Tot slot heeft het hof meegewogen dat door verschillende derden, betrokkene 2, betrokkene 1 en betrokkene 3, is verklaard dat de arrestatiebevelen gebaseerd waren op onware beschuldigingen en/of dat er niet genoeg bewijs was om een arrestatiebevel uit te vaardigen en/of dat er familieproblemen aan ten grondslag lagen.

Gelet op het vorenstaande in onderlinge samenhang bezien is het hof van oordeel dat niet aannemelijk is geworden dat de jegens aangever en broer van aangever uitgevaardigde arrestatiebevelen hun grondslag vonden in het voornoemde strafrechtelijke onderzoek en niet door toedoen van de verdachte zijn opgemaakt en gebruikt.

Het hof verwerpt het verweer.

Verweer inzake het ontbreken van wederrechtelijke vrijheidsberoving van aangever

De verdediging heeft ter terechtzitting in hoger beroep betoogd dat de verdachte voorts van het onder feit 1. tenlastegelegde feit dient te worden vrijgesproken. Hiertoe heeft de verdediging zich op het standpunt gesteld dat de ten laste gelegde vrijheidsberoving niet wederrechtelijk is geweest, nu de staande houding van aangever plaatsvond wegens opvallend rijgedrag en de politie haar controlebevoegdheid uitoefende.

Het hof overweegt als volgt.

Het hof stelt de volgende feiten en omstandigheden vast.

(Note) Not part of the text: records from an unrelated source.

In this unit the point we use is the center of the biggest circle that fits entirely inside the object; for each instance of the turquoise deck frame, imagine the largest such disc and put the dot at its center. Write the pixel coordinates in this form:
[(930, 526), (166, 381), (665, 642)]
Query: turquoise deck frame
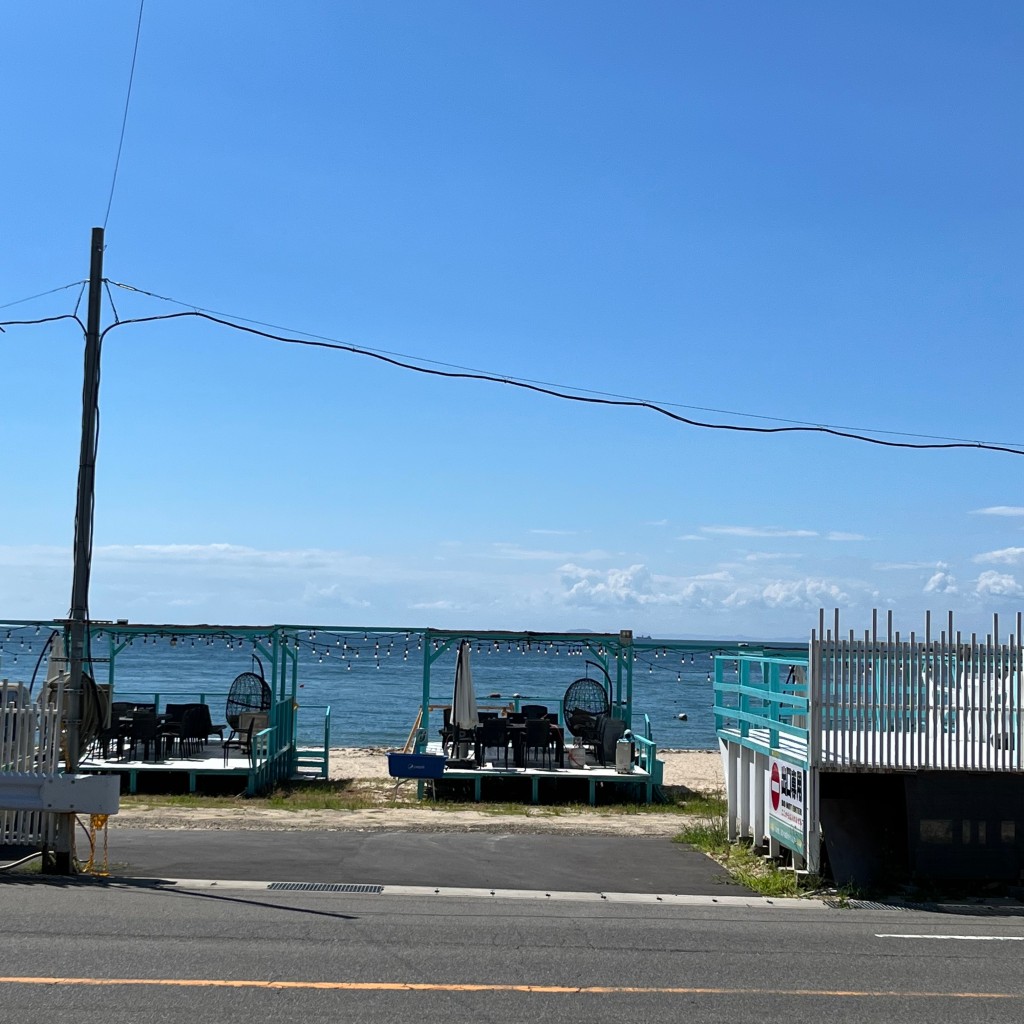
[(275, 754)]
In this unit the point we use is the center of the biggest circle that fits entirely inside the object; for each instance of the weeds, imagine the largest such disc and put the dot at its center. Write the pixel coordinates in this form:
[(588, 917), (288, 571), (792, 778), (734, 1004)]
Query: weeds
[(710, 834)]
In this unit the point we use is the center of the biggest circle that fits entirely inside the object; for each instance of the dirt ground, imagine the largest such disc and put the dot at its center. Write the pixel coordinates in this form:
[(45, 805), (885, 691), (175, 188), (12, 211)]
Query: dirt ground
[(698, 771)]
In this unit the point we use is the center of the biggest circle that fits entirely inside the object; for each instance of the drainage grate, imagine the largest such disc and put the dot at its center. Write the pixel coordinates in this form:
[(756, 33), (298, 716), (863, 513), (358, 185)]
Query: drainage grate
[(324, 887)]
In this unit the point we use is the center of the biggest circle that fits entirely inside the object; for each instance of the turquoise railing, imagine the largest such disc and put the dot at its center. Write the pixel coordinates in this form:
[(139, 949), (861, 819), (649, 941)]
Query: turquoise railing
[(764, 704)]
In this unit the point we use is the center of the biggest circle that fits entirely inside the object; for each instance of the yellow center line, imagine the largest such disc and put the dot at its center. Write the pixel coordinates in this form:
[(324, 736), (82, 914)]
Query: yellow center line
[(416, 986)]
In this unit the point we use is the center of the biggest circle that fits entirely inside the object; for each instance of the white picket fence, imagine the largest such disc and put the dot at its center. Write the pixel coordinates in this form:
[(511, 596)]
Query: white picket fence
[(939, 699), (30, 741)]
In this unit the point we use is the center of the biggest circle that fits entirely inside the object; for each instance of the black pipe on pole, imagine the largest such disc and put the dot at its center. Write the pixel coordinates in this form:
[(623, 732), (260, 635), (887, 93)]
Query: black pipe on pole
[(78, 623)]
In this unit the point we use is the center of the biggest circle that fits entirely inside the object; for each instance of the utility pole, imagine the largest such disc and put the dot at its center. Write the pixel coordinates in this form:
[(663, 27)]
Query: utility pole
[(62, 861)]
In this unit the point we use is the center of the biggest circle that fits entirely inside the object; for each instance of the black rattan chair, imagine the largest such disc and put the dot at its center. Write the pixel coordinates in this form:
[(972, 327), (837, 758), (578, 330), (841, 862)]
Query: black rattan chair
[(538, 739), (249, 692), (585, 701), (493, 732)]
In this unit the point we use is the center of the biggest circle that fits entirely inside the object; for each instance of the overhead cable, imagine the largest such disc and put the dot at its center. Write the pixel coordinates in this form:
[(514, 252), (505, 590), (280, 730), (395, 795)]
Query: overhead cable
[(124, 119), (555, 393), (505, 378)]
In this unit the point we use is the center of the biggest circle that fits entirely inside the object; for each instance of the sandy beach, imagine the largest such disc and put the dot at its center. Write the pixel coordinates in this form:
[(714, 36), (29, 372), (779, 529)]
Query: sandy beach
[(699, 771)]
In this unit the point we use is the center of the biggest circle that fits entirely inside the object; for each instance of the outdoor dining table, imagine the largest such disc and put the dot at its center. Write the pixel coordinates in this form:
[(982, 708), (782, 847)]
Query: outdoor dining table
[(162, 737), (517, 733)]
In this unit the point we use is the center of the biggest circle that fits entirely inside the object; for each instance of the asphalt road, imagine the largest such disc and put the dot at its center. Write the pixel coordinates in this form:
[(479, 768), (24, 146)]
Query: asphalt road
[(589, 863), (86, 951)]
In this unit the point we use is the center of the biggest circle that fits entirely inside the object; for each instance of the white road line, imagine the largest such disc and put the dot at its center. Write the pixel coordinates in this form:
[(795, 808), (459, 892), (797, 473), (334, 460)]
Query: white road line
[(960, 938)]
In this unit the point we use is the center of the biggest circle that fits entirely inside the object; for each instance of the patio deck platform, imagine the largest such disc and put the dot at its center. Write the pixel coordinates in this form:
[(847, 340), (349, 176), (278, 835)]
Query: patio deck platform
[(184, 773), (537, 773)]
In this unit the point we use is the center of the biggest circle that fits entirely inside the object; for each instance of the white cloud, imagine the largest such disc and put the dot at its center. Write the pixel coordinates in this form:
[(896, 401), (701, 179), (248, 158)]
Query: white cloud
[(992, 584), (941, 583), (757, 531), (632, 587), (809, 594), (1005, 556), (1005, 510), (900, 566), (515, 553)]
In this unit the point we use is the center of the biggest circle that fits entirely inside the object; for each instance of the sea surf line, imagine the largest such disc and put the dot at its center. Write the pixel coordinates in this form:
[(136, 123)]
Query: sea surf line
[(415, 986)]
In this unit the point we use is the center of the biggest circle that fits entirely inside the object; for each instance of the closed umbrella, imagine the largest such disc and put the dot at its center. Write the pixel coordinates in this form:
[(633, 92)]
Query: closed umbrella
[(56, 672), (464, 718)]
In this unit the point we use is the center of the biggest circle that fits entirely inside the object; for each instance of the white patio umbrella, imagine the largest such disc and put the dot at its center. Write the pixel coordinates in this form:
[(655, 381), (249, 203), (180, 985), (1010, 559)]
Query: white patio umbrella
[(463, 699)]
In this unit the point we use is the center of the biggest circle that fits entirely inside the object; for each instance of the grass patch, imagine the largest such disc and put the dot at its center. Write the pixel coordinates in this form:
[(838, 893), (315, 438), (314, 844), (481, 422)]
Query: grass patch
[(710, 833)]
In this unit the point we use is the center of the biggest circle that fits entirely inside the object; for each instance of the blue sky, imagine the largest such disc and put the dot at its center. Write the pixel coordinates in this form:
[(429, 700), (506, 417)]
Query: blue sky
[(802, 211)]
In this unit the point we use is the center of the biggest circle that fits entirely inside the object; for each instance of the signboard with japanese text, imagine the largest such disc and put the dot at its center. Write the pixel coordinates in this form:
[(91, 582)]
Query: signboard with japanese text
[(786, 807)]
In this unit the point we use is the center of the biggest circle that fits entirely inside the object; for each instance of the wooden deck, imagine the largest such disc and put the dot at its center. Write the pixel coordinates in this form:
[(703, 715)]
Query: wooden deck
[(536, 774), (252, 774)]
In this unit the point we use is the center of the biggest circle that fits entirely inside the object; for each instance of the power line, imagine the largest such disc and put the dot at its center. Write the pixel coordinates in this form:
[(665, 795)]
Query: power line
[(52, 291), (555, 393), (41, 320), (613, 397), (124, 119)]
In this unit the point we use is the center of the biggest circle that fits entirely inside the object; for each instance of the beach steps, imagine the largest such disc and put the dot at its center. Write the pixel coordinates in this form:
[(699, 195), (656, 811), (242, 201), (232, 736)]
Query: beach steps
[(311, 762)]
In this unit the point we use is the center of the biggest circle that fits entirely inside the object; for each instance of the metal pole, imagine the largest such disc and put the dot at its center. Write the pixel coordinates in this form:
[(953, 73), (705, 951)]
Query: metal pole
[(78, 625)]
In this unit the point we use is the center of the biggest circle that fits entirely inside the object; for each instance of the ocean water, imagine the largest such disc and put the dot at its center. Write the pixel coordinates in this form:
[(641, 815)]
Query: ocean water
[(373, 682)]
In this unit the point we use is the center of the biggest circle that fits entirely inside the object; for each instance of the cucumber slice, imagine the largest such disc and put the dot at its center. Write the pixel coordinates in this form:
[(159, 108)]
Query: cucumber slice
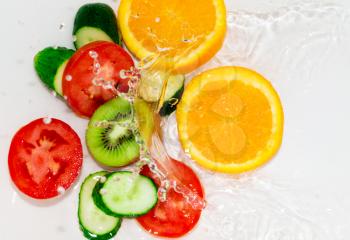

Aangever heeft op 19 februari 2012 toen hij in Brabant-Noord met een op zijn naam gestelde auto reed, een stopteken van de politie gekregen, waarna zijn auto is stilgezet en klemgezet met assistentie van zeven politieagenten en meerdere politievoertuigen. Op grond van het proces-verbaal waarin dit stilzetten is gerelateerd is de aanleiding hiervoor geweest het bevragen van het kenteken van de auto waarin aangever reed naar aanleiding van opvallend rijgedrag door de bestuurder van deze auto. De tenaamgestelde van deze auto stond als volgt gesignaleerd:

OVP ten behoeve van de autoriteiten van Irak ter zake meervoudige moord en leiding geven aan een criminele organisatie met een terroristisch oogmerk bij aantreffen contact met airs van het mn van jus en veiligheid (…) en klpd ipol interpol (…).’

Omdat de politie geen contact kon krijgen met de in de signalering vermelde afdelingen van het ministerie van Veiligheid en Justitie en het KLPD, is besloten om aangever na enige tijd – een uur ongeveer - weer te laten vertrekken.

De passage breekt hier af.